I hate “reality television” shows, such as the Big Brother series, which have been the prime source of this interactive television trend. I have yet to see or hear any participant or fan with anything significant to say on any of these programmes. As far as I’m concerned the primary benefit of getting them all to communicate by text message is that each one is limited to only 164 characters. You can’t have too many run-on sentences with that reality!

Computers and people

Here’s an excerpt from an interesting editorial in this week’s Economist: Economist.com | Computers and government (subscription required). Although it’s really commenting on IT projects in government, I think the same points are relevant to all organizations.
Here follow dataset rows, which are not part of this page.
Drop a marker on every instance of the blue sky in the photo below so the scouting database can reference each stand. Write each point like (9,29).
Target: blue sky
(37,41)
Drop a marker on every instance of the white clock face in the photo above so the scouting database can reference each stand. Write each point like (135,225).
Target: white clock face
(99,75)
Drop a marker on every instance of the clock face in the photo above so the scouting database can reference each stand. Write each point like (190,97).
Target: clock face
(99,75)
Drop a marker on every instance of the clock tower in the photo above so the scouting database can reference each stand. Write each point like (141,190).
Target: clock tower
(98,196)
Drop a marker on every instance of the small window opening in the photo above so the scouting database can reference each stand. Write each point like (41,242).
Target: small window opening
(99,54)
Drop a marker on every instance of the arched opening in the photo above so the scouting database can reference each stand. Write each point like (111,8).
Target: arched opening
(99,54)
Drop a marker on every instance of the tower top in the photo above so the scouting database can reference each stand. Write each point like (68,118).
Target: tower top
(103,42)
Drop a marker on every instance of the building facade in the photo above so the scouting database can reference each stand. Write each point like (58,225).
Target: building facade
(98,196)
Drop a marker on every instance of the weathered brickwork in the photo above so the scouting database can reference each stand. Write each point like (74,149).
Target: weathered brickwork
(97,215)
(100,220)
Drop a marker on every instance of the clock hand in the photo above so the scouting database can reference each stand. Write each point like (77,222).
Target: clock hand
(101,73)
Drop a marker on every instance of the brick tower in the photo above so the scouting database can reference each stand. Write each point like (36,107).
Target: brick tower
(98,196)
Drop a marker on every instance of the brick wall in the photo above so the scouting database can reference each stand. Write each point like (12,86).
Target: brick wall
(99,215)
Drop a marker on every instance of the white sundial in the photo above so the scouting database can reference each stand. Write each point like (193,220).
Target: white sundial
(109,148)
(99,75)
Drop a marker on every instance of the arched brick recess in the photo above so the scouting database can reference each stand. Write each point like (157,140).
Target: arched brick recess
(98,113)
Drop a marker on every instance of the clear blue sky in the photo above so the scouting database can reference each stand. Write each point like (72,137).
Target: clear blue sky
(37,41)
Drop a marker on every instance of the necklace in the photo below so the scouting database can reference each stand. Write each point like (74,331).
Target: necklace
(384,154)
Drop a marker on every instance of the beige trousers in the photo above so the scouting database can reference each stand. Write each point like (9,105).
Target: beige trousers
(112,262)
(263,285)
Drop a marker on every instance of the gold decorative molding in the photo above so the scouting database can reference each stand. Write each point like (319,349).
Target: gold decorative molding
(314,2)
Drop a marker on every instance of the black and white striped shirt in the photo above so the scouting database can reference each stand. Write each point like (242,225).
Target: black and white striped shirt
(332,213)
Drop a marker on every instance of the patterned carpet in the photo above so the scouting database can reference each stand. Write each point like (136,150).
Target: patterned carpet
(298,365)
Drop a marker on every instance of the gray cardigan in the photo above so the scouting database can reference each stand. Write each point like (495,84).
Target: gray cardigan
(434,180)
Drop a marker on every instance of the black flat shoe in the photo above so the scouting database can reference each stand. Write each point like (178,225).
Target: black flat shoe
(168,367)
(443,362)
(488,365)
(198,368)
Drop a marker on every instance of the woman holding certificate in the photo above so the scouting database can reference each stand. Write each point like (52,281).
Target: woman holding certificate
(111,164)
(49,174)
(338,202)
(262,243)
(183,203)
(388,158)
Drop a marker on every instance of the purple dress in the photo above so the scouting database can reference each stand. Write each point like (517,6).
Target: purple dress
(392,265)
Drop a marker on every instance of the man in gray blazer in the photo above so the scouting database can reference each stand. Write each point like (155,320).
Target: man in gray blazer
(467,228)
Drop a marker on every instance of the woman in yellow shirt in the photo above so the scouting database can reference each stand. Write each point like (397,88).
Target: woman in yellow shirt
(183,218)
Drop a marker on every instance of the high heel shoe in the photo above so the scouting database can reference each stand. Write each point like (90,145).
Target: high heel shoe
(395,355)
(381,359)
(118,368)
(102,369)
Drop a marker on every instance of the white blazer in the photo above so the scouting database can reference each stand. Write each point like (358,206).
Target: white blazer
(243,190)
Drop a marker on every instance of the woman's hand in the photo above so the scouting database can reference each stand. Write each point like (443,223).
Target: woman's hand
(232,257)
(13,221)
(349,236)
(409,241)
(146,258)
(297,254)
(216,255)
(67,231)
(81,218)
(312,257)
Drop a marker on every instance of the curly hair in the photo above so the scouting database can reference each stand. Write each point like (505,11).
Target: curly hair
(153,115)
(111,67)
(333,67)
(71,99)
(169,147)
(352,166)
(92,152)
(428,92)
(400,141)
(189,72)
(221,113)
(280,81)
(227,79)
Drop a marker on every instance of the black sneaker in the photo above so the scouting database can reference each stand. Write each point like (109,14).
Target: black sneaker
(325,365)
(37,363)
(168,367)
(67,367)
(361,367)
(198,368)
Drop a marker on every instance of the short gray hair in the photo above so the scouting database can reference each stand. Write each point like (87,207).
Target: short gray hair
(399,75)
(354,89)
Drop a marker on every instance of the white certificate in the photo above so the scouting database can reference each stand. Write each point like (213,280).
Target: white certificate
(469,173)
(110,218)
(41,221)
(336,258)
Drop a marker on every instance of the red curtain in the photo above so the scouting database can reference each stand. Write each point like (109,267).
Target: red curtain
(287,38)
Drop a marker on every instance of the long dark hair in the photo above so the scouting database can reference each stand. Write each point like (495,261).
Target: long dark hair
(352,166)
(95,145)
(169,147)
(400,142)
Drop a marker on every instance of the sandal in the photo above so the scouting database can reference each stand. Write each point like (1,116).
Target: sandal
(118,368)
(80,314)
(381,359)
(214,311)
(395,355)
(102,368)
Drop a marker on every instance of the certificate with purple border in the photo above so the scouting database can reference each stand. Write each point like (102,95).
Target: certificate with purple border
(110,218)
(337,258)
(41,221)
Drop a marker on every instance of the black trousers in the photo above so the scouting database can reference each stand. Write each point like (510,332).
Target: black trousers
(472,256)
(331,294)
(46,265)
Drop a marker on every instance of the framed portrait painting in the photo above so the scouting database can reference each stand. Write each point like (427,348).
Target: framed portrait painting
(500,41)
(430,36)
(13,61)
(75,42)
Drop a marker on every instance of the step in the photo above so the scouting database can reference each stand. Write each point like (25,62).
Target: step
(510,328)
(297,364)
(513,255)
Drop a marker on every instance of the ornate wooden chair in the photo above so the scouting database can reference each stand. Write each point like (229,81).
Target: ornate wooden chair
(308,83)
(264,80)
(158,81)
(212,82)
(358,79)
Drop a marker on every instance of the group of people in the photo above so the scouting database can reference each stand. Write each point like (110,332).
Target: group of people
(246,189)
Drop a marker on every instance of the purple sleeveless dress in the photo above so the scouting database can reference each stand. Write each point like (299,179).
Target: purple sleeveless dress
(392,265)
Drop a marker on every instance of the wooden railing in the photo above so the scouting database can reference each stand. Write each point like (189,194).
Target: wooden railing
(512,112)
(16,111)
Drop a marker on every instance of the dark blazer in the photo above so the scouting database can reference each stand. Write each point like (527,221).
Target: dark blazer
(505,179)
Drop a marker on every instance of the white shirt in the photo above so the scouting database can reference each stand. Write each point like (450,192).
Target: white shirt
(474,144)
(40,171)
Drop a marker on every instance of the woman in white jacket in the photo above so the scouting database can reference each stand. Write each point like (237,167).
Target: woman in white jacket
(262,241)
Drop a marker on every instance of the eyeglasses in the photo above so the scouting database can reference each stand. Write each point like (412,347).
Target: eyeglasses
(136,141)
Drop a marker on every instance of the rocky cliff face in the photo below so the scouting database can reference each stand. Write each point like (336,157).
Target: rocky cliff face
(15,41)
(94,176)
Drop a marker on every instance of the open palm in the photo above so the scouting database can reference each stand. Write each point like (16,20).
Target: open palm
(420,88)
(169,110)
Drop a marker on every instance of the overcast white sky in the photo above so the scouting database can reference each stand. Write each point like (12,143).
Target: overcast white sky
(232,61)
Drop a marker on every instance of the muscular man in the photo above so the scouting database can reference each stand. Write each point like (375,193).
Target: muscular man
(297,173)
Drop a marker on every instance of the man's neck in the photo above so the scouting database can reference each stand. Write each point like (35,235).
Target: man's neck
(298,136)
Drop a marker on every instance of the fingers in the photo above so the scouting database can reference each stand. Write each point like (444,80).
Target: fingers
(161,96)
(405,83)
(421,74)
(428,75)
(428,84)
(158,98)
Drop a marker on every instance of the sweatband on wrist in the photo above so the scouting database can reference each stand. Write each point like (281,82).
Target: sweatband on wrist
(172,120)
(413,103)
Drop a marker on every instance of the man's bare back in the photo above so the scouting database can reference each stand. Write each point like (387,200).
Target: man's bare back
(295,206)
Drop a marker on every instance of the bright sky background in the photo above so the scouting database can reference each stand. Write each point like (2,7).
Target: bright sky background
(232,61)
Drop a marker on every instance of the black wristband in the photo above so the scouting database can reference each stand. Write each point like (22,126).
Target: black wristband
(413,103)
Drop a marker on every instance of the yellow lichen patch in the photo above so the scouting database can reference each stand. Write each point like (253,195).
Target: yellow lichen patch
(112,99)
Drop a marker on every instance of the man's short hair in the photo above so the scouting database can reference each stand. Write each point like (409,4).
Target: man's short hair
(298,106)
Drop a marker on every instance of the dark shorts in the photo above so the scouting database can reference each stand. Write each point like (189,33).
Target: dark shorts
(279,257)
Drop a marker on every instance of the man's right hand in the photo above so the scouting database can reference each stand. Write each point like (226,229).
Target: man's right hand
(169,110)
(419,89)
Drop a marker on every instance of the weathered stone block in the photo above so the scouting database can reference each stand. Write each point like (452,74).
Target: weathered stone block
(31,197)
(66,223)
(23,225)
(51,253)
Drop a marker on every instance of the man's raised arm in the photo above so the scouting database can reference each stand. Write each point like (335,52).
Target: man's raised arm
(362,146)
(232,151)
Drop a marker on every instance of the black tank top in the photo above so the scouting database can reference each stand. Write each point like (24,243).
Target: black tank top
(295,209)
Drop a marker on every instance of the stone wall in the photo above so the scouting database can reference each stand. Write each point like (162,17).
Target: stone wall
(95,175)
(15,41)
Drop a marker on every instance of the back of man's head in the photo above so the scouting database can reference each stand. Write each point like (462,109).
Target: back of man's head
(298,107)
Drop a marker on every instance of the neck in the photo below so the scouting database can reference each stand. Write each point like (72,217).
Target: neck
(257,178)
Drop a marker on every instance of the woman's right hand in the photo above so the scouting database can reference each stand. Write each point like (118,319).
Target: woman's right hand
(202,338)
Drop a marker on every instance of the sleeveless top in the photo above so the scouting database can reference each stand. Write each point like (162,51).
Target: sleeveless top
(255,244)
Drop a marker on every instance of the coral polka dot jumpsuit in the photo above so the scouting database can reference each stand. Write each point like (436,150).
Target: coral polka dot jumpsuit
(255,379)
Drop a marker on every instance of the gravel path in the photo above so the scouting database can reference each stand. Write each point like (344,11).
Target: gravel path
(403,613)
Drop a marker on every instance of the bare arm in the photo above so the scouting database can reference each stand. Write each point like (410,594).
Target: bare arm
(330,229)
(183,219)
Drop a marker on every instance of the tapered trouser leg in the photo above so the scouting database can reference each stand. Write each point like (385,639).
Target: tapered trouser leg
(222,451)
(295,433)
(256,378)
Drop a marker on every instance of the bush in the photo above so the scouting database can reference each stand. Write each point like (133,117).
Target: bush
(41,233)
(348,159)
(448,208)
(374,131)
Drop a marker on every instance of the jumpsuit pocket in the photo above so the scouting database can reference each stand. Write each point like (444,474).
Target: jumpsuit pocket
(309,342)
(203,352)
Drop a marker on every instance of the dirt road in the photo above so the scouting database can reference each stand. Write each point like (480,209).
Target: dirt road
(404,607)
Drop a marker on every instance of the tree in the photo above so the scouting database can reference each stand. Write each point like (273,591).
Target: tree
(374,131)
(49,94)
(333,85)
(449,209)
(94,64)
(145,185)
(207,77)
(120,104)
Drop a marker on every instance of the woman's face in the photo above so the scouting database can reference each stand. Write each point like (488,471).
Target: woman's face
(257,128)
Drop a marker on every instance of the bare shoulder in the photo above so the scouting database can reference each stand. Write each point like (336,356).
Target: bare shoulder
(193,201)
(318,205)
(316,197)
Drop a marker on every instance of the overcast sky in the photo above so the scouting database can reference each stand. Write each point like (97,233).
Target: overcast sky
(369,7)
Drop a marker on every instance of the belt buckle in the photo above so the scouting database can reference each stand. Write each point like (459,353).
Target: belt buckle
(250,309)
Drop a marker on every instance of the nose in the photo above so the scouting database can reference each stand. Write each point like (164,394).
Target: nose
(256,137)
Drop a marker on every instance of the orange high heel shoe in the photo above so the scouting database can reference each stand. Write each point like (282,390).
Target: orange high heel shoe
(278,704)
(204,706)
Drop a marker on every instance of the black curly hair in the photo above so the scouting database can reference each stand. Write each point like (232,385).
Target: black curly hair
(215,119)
In fact, it shouldn’t be titled "Computers and government" but "Computers and people".

Most private-sector bosses - especially since the bursting of the dot-com bubble - hope for nothing more than a return on their investment through lower costs and some improvement in competitiveness. But politicians (vide Mr Blair), desperate to find quick fixes and unencumbered with any understanding of what technology can and can’t do, often expect miracles. And one of the things that technology can’t do is to alter people’s attitudes towards change. "Change management" is never easy, but in the public sector it is especially hard because there is too little competitive pressure pushing it, and there are too many powerful unions holding it back. The commonest reason for IT failures is that custom-made systems are built to fit existing ways of working. Such systems, which consultants are only too happy to create, are expensive, deliver only marginal benefits and are inherently likely to go wrong.

So how can civil servants avoid disaster? First, they should regard installing new software as an opportunity to re-engineer the way they work in the light of both the Internet and how they want to operate for the next 20 years. Consultants cannot make those decisions for them. The new business processes must also fit unmodified software, not the other way round: the more modifications to the software, the greater the risk. Second, they should beware of incomplete automation: if one area of operations still depends on hand-written forms, little will be gained. To this end, they must buy business applications that have been engineered from the outset to work together. These may not individually be the "best of breed" that consultants often recommend, but they are more likely to be properly integrated - think of Microsoft Office. Finally, IT systems should provide managers with vital information; most fail to because data are fragmented and hard to find. With an Internet-based system, important information can be kept in one place, and managers can get at it when they need it.

US Radio Wants a Digital Revolution

Here’s an interesting article from the Associated Press (via Wired) about the advent of digital radio in the US: Radio Wants a Digital Revolution. As I read it I wondered if the author would mention the experiences other countries have had implementing digital radio, but no such luck. Only at the very end do we learn that…

Canada and parts of Europe and Asia have had digital radio for years, but those broadcasts are carried on a frequency reserved in the United States for the military.